O que me motiva como escritora é o retorno do leitor. Escrevo desde que fui alfabetizada, também porque me tornei uma leitora ávida por mais leituras. O momento em que decidi me tornar uma escritora foi quando li, aos 19 anos, “Memórias póstumas de Brás Cubas”. Nesse instante pensei comigo: “é isso o que eu quero fazer: escrever minhas observações sobre a sociedade, com crítica e desvelamento”. Mas não desejei escrever prosa e sim, poesia. Quando ganhei os primeiros concursos literários, tive certeza que estava no caminho certo. O retorno dos leitores, dizendo que se emocionaram com o que eu escrevo, que minha escrita os levou à reflexão, é o que me motiva a escrever. Em 2019, meu segundo livro “Poerotisa” foi finalista de duas premiações. Esse retorno também é muito importante para o escritor.
Como você organiza sua semana de trabalho? Você prefere ter vários projetos acontecendo ao mesmo tempo?
Minha semana de trabalho é organizada em uma agenda que também é meu diário. Ali eu tenho um planejamento mês a mês também, para não acumular atividades. Priorizo sempre folgas para descansar, porque escrever no computador afeta toda a tua postura. Assim, como planejo um tempo só para leituras, sem escrita. Mas carrego sempre um caderninho onde anoto minhas inspirações.
Que dificuldades você encontrou para desenvolver um estilo próprio? Algum autor influenciou você mais do que outros?
O meu estilo próprio eu ainda estou construindo. Sou uma poeta referenciada pelos temas da negritude e do erotismo. Mas não quero ser rotulada nesse estilo. Escrevo também sobre outros tantos temas e exercito diversos gêneros e estilos literários. Meus leitores reconhecem e eu também admito a influência de Fernando Pessoa, Clarice Lispector, Carlos Drummond de Andrade e Audre Lorde.
Você poderia recomendar três livros aos seus leitores, destacando o que mais gosta em cada um deles?
Recomendo a leitura de “Quarto de despejo: diário de uma favelada” de Carolina de Jesus, porque é uma leitura realista do Brasil, uma leitura com muitos questionamentos filosóficos e com a matéria do sonho que somente a leitura e a companhia de um livro pode suscitar.
Também recomendo “Memórias da plantação” de Grada Kilomba porque é uma leitura com o poder de curar algumas feridas causadas pelo racismo.
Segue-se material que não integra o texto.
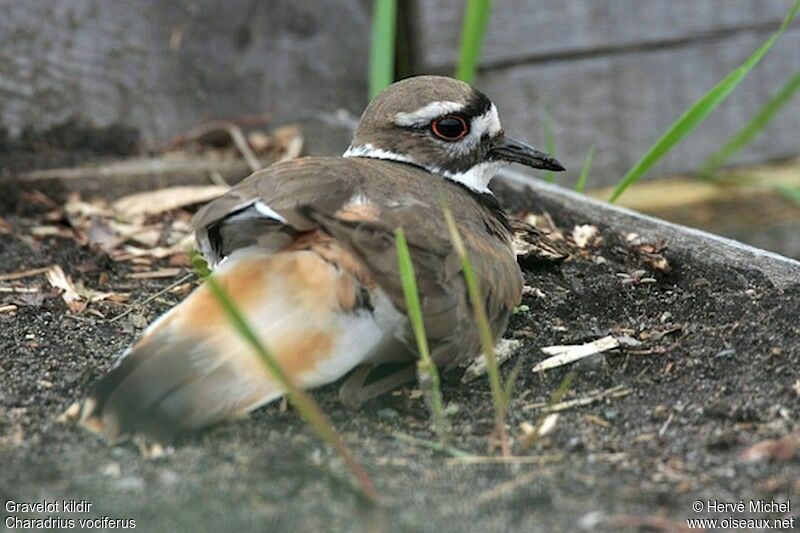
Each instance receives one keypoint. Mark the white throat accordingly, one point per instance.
(476, 178)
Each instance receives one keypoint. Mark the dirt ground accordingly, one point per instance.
(717, 371)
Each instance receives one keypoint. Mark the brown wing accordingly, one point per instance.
(262, 209)
(360, 203)
(447, 313)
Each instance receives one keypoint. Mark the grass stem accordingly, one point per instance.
(476, 19)
(427, 372)
(305, 405)
(499, 395)
(699, 111)
(381, 52)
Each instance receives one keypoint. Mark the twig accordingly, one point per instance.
(149, 299)
(10, 276)
(510, 459)
(22, 290)
(433, 445)
(564, 355)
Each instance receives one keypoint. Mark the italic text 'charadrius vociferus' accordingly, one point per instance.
(306, 250)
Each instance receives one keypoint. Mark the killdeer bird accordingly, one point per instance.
(306, 250)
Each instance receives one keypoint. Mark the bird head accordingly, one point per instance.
(446, 127)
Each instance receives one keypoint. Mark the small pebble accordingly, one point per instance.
(387, 413)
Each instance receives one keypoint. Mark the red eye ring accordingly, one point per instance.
(450, 127)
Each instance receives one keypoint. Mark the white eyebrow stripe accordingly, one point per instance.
(489, 123)
(425, 114)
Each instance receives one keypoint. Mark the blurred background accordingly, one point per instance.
(595, 81)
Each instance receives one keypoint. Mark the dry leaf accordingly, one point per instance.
(587, 236)
(58, 279)
(5, 227)
(564, 355)
(153, 202)
(783, 449)
(504, 349)
(163, 273)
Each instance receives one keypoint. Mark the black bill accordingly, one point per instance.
(524, 154)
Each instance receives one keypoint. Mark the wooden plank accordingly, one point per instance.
(623, 102)
(166, 66)
(522, 30)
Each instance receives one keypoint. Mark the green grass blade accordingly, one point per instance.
(476, 19)
(698, 111)
(580, 185)
(306, 405)
(790, 192)
(484, 331)
(426, 369)
(381, 52)
(743, 137)
(549, 141)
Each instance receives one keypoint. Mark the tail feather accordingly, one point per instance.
(191, 369)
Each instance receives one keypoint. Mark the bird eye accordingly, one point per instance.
(450, 128)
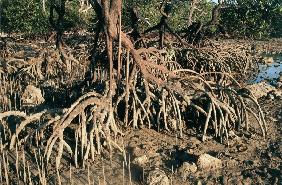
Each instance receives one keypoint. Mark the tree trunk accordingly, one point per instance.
(192, 7)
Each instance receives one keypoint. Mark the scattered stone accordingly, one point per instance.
(207, 162)
(157, 177)
(32, 96)
(186, 169)
(268, 60)
(261, 89)
(142, 160)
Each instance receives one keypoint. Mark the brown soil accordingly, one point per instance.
(248, 159)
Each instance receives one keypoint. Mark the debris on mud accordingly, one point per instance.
(186, 169)
(157, 177)
(32, 96)
(207, 162)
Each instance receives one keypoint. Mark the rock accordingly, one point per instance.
(187, 169)
(279, 84)
(32, 96)
(260, 89)
(157, 177)
(268, 60)
(142, 160)
(207, 162)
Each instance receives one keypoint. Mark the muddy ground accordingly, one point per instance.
(247, 159)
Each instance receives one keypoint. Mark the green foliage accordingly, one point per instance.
(253, 18)
(28, 16)
(179, 17)
(23, 16)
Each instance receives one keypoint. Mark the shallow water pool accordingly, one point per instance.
(269, 72)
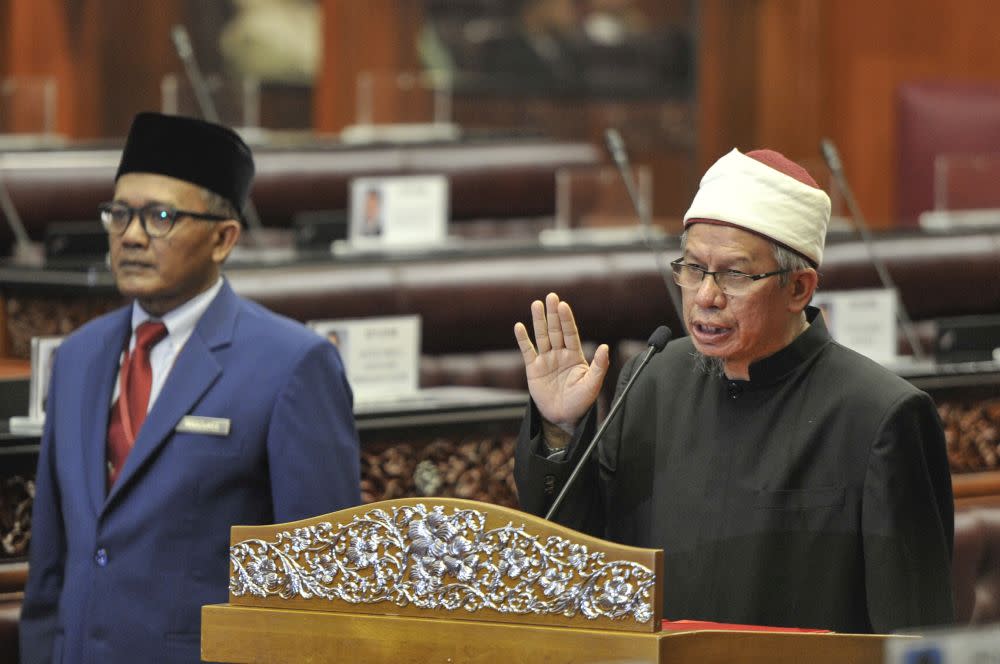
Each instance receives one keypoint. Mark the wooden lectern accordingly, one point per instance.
(422, 580)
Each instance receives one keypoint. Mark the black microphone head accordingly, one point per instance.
(181, 40)
(615, 144)
(659, 338)
(830, 154)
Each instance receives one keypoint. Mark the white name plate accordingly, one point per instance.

Acredito que para as pessoas negras seja um resgate dessa dor ancestral para ser medicada através das palavras de cura. E para as pessoas brancas é uma oportunidade para desconstruírem o comportamento racista, revendo seus privilégios e se empenhando de fato na luta contra esse veneno que faz mal e é uma ameaça de morte para os negros, desumanizando os brancos também.